EasyJet has begun the repatriation of customers stranded by Monday’s collapse of the UK’s air traffic control system, with five flights scheduled to bring customers back to Gatwick airport, as airlines estimated the failure could cost them up to £100m.

Airlines are facing costs “in the tens of millions”, according to Willie Walsh, the former chief executive of British Airways, who is now the director general of theInternational Air Transport Association, as disruption extended into the third day.

“I would imagine at an industry level we’ll be getting close to £100m of additional costs that airlines have encountered as a result of this failure,” Walsh told the BBC, although he cautioned it was too early to determine the eventual cost.
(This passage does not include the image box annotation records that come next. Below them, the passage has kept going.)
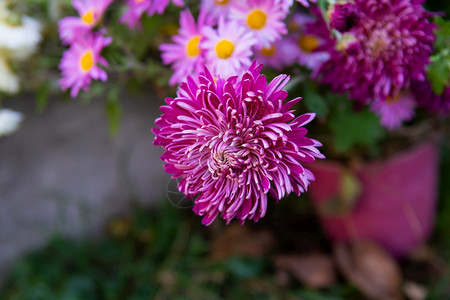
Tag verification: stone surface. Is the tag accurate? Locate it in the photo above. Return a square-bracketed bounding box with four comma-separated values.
[0, 94, 169, 274]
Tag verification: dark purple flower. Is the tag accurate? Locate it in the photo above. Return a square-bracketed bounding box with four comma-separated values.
[329, 2, 360, 32]
[319, 0, 435, 102]
[411, 81, 450, 115]
[153, 63, 324, 225]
The chief executive of the air traffic control service Nats (formerly National Air Traffic Services), Martin Rolfe, confirmed the chaos was caused when part of the system collapsed on Monday because it “didn’t recognise a message”.

Rolfe’s comments appear to confirm claims by unnamed sources, reported by the Independent on Tuesday, that the failure was triggered when a French airline submitted a “dodgy” flight plan the system could not process.

Walsh said the outage led to the cancellation of about 1,100 flights to and from four UK airports – Heathrow, Gatwick, Stansted and Manchester – on Monday, affecting the journeys of hundreds of thousands of passengers. He said Nats had questions to answer, adding it was “staggering” that a single piece of data could have been at fault.

The airlines are not hopeful that they will be able to recoup any of their costs from Nats, according to Walsh.

“This is what really frustrates and angers airlines. This was completely outside the control of the airlines and yet airlines are subject to paying customers for delays, for cancellations, for looking after them, which is very considerable,” he said.

“It’s very unfair because the air traffic control system, which was at the heart of this failure, doesn’t pay a single penny.”

Rolfe apologised to affected passengers and said the company did not underestimate the impact of the outage.

“We worked absolutely as quickly as we could to make sure we could safely restore the service,” Rolfe told BBC Radio 4’s Today programme.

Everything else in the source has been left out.